# Where is the best replica model guns found?



## GT (Aug 18, 2005)

Update.


----------



## Medvedya (Aug 18, 2005)

In the next couple of months - our survey will say......eh urrrr! 

They're putting forward this wanky new law called the 'Violent Crime Reduction Bill' Section 30 of which will make the sale and distribution of deactivated rifles and replicas illegal.

http://www.publications.parliament.uk/pa/cm200506/cmbills/010/06010.29-35.html#j8008

Oh yes, this will mean painting a water pistol lamp black makes you a hard bitten gun toting bad guy. 

And Lanc and C.C - they're going to have your air rifles off you. 

Load of P.C bollocks!


----------



## plan_D (Aug 18, 2005)

It is sad though because the British government was all too willing to allow us to have these weapons. I don't blame the government for what is happening, I blame the morons that shoot little kids with air rifles, run around in the street with replicas and point the replica at an armed police officer who has a real gun!

I hate the fact that when a police officer shoots someone there's a big investigation. If they think that man is not able to carry a firearm safely, why did they give him a firearms license? They have a split second descision to make, their life or your own life. 

My brother has a replica Beretta 92F. It's sweet.


----------



## evangilder (Aug 18, 2005)

The really crappy thing about this is that by taking away all of them, they are punishing the people that handle them responsibly. Do they really believe that _criminals_ are going to just give up their guns?


----------



## plan_D (Aug 18, 2005)

They can't take away what they don't know about. Muahahahaha! The Beretta never leaves the house, ever. So, y'know, we'll just live on the wrong side of the law...and live dangerously with our...replica sidearm.


----------



## evangilder (Aug 18, 2005)

Yep, and if you get an intruder, you can just throw it at them!  Well, if it connects to the head, it will definitely make a dent!


----------



## trackend (Aug 19, 2005)

The Italian company Bruni are about the best of the replica gun makers that you can buy weapons from in th UK they mainly supply Western reinactment associations with Peace makers ect a basic Colt 45 will set you back £65 but if you wanted a Navel colt or an engraved Colt Frontier it could cost £220 up apart from the off set chamber and internal barrel ball bearing blanker these are as close to the originals as you could get the chambers used to be two sizes either .38 or .22 depending on what blanks you intended to use. They used to make a Winchester saddle gun replica that fired .22 blanks which I thought was billiant to be able to get an underlever weapon to chamber and ejected such a small cartridge I think it used to hold about 20 blanks the peacemaker was as close to the original as posible but it did tend to break Hammer springs fairly often so we alway bought several as back ups for the charity shows.


----------



## cheddar cheese (Aug 22, 2005)

plan_D said:


> They can't take away what they don't know about. Muahahahaha!

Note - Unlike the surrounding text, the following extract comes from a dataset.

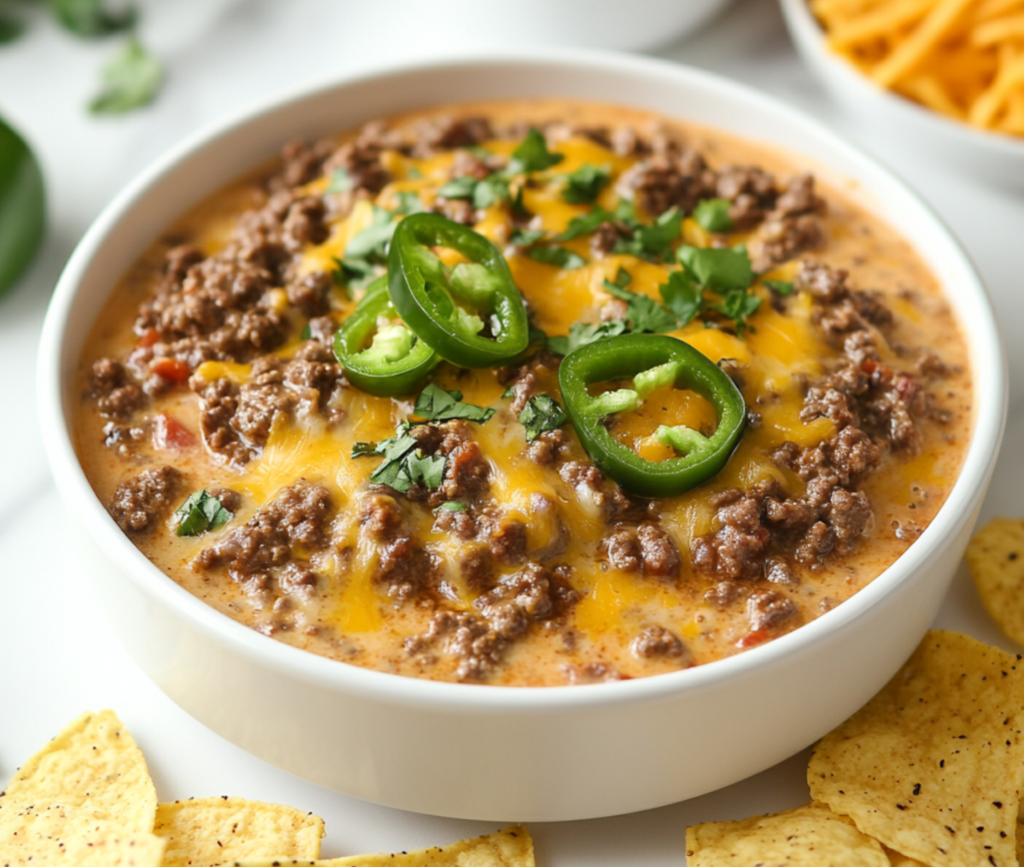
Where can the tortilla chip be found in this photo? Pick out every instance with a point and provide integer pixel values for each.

Exactly. And I store my guns in the dowstairs bog, and no-one in their right mind would go in there when ive just finished


----------



## Fuzz (Aug 23, 2005)

This gun thing keeps going round and round. The really sad thing about frivously making things illegal, is that it adds so much weight to the negative statistics that will be bantered about when the next legislation comes along to further deprive us.


----------



## trackend (Aug 28, 2005)

The NRA has far too much political power in the states for the govenment to ever even think of banning fire arms apart from the vast number of illegal weapons floating about which it would be damn nigh impossible to gather


----------



## Nonskimmer (Aug 28, 2005)

They haven't outright banned private ownership in Canada, but they've made it such a friggin' hassle that it's hardly worth it for many people. Even hunting rifles. I used to own my own rifles and a 12 gauge shotgun, but now if I want to hunt I just use my dad's 30-06. Neither one of us does much hunting anymore anyway. It's no fun anymore.


----------